26 January 2008

The game has changed

I am in a constant state of downward-spiral disappointment at Hillary Clinton's recent behavior -- the latest of which is, to me, the most disturbing thus far.

I have been a Barack Obama supporter from day one. I believe he is the best person for the job. However, I always conceded that I would vote for Clinton in November should she win the Democratic nomination. Until today.

According to this post in NYT's The Opinionator blog, Hillary is calling for the delegates from Michigan and Florida to be reinstated in the name of having their "voices heard." Naturally, these are states she has either won or is projected to win handily, given that they were ousted from the national convention. It is a thinly-veiled power grab and essentially, it would steal the nomination. As quoted in The Opinionator, writer Ezra Klein sums it up:
This is the sort of decision that has the potential to tear the party apart. If this pushes her over the edge, the Obama camp, and their supporters, really will feel that she stole her victory. They didn’t contest those states because they weren’t going to count, not because they were so committed to the DNC’s procedural arguments that they were willing to sacrifice dozens of delegates to support it. It’s as hard as hardball gets, and the end could be unimaginably acrimonious. Imagine if African-American voters feel the rules were changed to prevent Obama’s victory, if young voters feel the delegate counts were shifted to block their candidate.

Bingo.

If Hillary Clinton gets those delegates seated and runs off with the nomination in this backhanded bullshit way, I'm happy to say this right now: in November, I will hand my vote to the Green Party if anyone at all.

17 January 2008

Gender issues

I enjoyed this bit from Slate's XX Factor blog, regarding (though not limited to) last night's Democratic debate in Nevada:

The gender nadir is the debate setup, in which Williams and Russet ask real questions while poor Natalie Morales parachutes in from some faraway land of lip gloss to pose intermittent e-mail questions from viewers. This would be horrifying enough, were it not for the fact that the very last e-mail question—ostensibly the only “truly thoughtful” one of the evening—is too important to beam up to Morales and thus must be posed by Williams. As of midnight on Jan. 16, then, the candidates have officially gotten past identity politics. The networks have not.



Zing.

10 January 2008

There and back again

I'm back in New Zealand, shaking off the last of the jetlag.

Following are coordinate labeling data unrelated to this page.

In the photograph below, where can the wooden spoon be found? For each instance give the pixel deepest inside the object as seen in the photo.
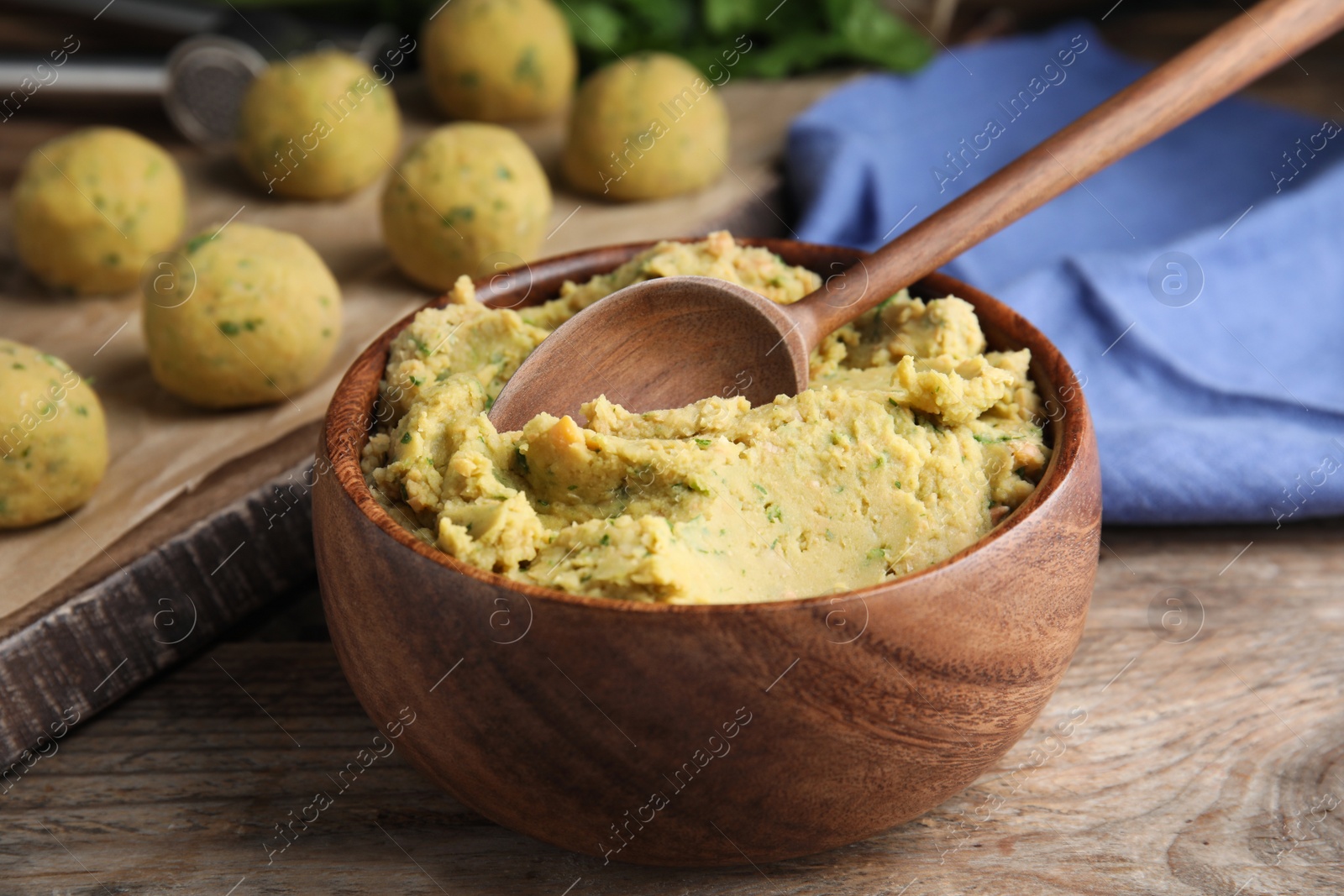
(671, 342)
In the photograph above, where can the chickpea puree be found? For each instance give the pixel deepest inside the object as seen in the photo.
(911, 445)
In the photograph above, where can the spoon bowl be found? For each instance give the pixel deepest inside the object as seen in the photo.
(559, 715)
(679, 336)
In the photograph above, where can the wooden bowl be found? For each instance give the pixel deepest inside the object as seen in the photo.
(709, 735)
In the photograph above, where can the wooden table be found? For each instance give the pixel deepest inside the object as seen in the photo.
(1206, 752)
(1211, 765)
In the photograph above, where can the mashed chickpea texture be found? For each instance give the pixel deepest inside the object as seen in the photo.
(911, 443)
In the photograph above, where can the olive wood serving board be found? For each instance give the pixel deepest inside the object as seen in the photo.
(237, 530)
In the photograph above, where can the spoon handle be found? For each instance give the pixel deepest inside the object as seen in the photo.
(1227, 60)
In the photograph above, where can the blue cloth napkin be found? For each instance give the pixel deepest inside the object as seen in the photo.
(1215, 375)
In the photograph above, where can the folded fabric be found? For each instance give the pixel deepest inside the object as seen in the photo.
(1195, 286)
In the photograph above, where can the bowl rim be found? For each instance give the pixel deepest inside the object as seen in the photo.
(1072, 430)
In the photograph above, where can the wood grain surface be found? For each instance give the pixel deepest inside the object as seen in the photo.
(107, 614)
(1207, 768)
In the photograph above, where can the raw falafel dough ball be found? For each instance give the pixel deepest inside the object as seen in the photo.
(319, 127)
(648, 129)
(53, 437)
(91, 207)
(257, 325)
(499, 60)
(463, 195)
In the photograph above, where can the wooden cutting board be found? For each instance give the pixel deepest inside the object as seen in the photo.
(205, 517)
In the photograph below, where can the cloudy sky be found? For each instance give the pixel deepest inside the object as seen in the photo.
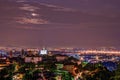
(60, 23)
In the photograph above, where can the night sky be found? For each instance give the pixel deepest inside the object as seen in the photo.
(60, 23)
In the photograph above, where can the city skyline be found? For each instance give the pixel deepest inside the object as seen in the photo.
(57, 23)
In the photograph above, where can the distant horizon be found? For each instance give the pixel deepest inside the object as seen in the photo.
(60, 23)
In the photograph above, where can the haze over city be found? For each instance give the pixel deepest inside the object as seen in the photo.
(60, 23)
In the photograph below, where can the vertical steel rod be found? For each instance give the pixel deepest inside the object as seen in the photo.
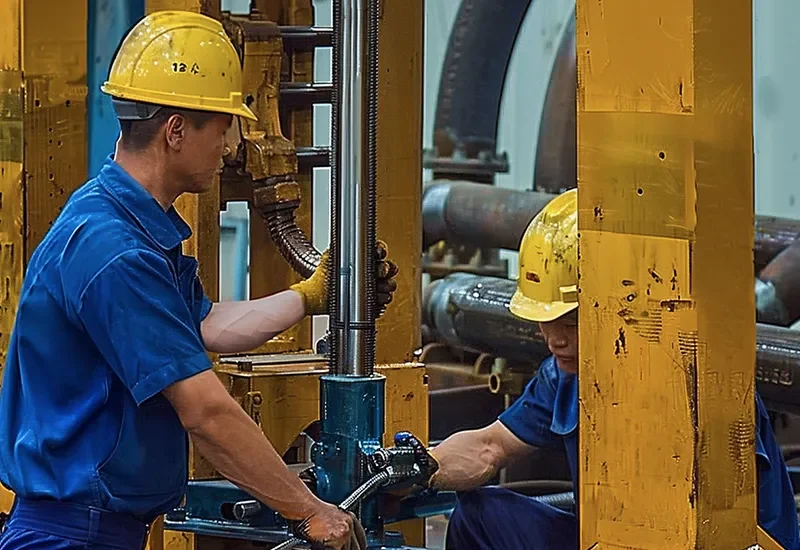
(353, 320)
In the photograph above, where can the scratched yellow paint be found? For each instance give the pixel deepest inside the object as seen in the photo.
(667, 334)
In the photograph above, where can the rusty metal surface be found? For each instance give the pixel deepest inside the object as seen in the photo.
(777, 348)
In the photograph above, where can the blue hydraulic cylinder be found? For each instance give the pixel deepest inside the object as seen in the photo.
(352, 413)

Upon arriving home, I suddenly felt strangely disoriented. The green smell of the yard, the disarmingly bright sunshine, the summer breeze, the small town, the deafening quiet, it was all so charmingly simple, and so drastically different.

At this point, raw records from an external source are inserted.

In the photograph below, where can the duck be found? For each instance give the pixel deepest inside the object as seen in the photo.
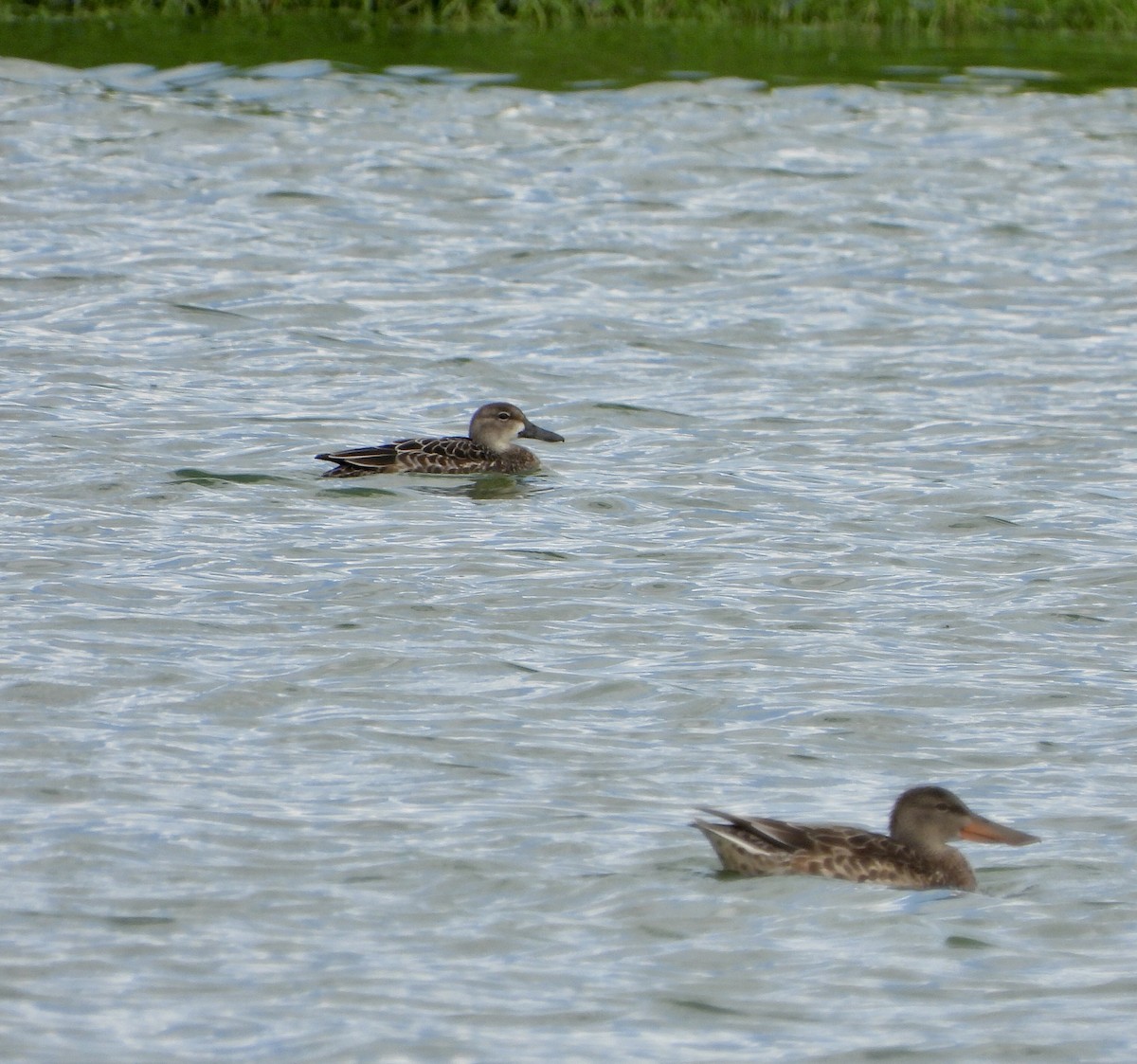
(489, 448)
(913, 855)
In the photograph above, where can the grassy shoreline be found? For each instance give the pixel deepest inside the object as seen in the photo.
(909, 17)
(566, 58)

After two weeks of wintertime big cities and the hustle/hassle of international travel, the sudden and immediate change was jarring. After three weeks of feeling blissfully, finally, so in context, after surrounding myself with my closest friends and family, after finding myself merging effortlessly back into the urban flow, here it had all changed again and I felt completely upside down.

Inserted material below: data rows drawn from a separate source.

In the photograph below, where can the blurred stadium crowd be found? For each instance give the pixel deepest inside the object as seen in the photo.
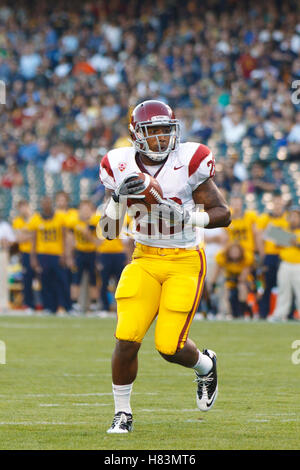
(74, 70)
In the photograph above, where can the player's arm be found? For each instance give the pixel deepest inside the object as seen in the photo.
(113, 216)
(216, 212)
(116, 205)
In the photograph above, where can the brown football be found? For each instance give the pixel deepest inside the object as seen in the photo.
(153, 192)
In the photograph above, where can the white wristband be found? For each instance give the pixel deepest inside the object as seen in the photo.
(114, 209)
(199, 219)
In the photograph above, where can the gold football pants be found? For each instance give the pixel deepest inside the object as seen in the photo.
(162, 282)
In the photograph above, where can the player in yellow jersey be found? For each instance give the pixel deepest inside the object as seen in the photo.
(49, 255)
(242, 229)
(288, 277)
(269, 251)
(24, 239)
(62, 206)
(84, 242)
(236, 263)
(112, 256)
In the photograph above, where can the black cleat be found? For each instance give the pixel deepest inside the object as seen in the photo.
(207, 389)
(122, 423)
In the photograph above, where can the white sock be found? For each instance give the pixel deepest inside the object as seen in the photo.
(122, 397)
(203, 365)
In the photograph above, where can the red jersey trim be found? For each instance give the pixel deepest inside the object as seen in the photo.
(201, 153)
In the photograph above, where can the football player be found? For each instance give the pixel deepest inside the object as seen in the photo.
(166, 275)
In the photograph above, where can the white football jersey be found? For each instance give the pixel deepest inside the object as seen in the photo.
(180, 174)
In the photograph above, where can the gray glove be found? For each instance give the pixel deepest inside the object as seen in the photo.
(130, 187)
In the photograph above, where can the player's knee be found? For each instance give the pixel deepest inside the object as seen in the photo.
(167, 350)
(126, 349)
(168, 357)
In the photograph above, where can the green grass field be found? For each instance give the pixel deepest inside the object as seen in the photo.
(55, 389)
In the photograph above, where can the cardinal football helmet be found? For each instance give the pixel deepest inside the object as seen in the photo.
(154, 113)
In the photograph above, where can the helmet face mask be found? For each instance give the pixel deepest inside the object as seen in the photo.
(155, 115)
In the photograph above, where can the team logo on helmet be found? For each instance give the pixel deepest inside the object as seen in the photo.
(122, 166)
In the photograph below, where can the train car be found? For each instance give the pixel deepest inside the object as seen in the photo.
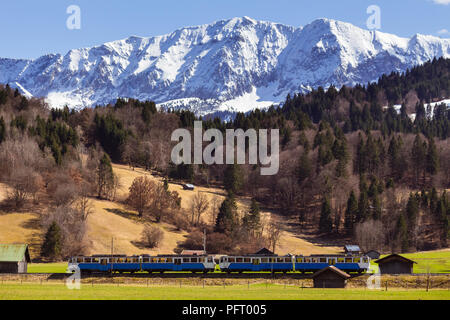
(123, 263)
(348, 263)
(192, 263)
(256, 263)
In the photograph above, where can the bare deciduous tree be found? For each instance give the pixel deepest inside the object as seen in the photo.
(274, 232)
(199, 205)
(140, 194)
(152, 236)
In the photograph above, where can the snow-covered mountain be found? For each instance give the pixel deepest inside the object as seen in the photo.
(230, 65)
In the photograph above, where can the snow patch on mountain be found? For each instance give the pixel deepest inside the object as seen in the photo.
(230, 65)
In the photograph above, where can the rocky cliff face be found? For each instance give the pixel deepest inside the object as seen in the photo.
(230, 65)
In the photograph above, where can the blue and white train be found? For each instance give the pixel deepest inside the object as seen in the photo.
(228, 264)
(291, 263)
(145, 263)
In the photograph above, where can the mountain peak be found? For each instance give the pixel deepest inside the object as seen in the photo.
(229, 65)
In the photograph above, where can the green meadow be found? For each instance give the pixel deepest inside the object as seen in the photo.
(17, 291)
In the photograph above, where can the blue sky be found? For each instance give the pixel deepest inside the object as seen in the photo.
(32, 28)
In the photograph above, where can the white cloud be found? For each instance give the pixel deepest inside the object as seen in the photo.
(445, 2)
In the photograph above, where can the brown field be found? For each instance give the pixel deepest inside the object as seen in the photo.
(113, 222)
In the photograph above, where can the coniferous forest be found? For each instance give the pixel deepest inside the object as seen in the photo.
(369, 163)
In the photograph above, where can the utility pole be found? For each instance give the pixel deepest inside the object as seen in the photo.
(204, 241)
(112, 254)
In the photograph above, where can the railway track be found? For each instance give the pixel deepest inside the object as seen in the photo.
(216, 275)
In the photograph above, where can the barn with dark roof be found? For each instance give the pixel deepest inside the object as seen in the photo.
(330, 277)
(14, 258)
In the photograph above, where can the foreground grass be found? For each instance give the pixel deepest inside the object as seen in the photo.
(57, 267)
(17, 291)
(432, 262)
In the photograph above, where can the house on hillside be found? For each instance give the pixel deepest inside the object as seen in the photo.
(395, 264)
(193, 252)
(14, 258)
(264, 251)
(373, 254)
(188, 186)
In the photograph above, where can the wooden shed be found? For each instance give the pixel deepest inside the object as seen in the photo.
(330, 277)
(193, 253)
(352, 249)
(14, 258)
(395, 264)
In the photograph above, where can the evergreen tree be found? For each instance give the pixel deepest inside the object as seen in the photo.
(2, 130)
(326, 222)
(226, 220)
(232, 179)
(402, 233)
(432, 158)
(51, 247)
(351, 212)
(105, 176)
(252, 220)
(412, 209)
(304, 168)
(418, 156)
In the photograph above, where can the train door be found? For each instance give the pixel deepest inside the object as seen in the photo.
(177, 262)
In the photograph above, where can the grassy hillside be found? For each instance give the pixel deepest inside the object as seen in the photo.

What I need most now is a reason to be living in Nelson beyond the fact that it's a wonderful place to be. I won't argue against any of its best qualities, and I'm incredibly endeared to this little beach town. But I feel so much like a tree without roots. I need a reason not to feel like I'm floating. I am so clearly not done with the parts of my life -- and the parts of myself -- that I found again in the past few weeks. But I am also not done with Nelson, or New Zealand.

So far, I'm not sure where that leaves me.